'Therapeutic ringtones' for mobile phones create a buzz in Japan

Monday March 15, 2010

“Well . . . I can definitely feel a bit of adrenalin,” says Yukari Sendo, savouring the mobile phone ringtone like a fine wine, “but it really doesn’t make me want to do any housework.” She flicks through a menu of alternative tunes and settles on one that offers to improve her skin tone through the power of alpha-waves. Ms Sendo and her friend Ayaka Wakabayashi are among an army of young Japanese drawn to the allure of “therapeutic ringtones” — a genre of melodies that promises to ease a range of day-to-day gripes, from chronic insomnia to a rotten hangover. Japan is no stranger to bizarre phone fads but the popularity of the ringtones is perhaps surprising given the flimsiness of the science behind them.

Much of the tones’ credibility rests in the solid reputation of Matsumi Suzuki, the head of the Japan Ringing Tone Laboratory, an eight-year-old subsidiary of the Japan Acoustic Laboratory. Mr Suzuki’s adventures in the realm of mood-altering ringtones follow a career at the National Research Institute of Police Science, where he made award-winning advances in the field of voiceprints.

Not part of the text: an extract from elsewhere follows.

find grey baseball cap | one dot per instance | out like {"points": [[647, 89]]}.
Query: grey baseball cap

One of his proudest achievements was the development of a synthetic mosquito noise that is inaudible to Japan’s over-60s but supposedly discourages teenagers from “congregating in parks at midnight”.

A spokesman for Index, the giant Japanese mobile phone content provider that sells Mr Suzuki’s ringtones, explains that while there is a shortage of actual experimentation, “the number of downloads suggests the ringtones must be working to a certain extent”. Index’s other innovations include an iPhone application that translates your dog’s bark; the “Bowlingual” automatic canine interpreter draws on an database of woofs from dozens of species.

The first therapeutic tone, a high-energy rhythm, tested for The Times by Ms Sendo and Ms Wakabayashi, was supposed to provide a sudden burst of impetus to sluggardly housewives. Yukari and Ayaka had their doubts.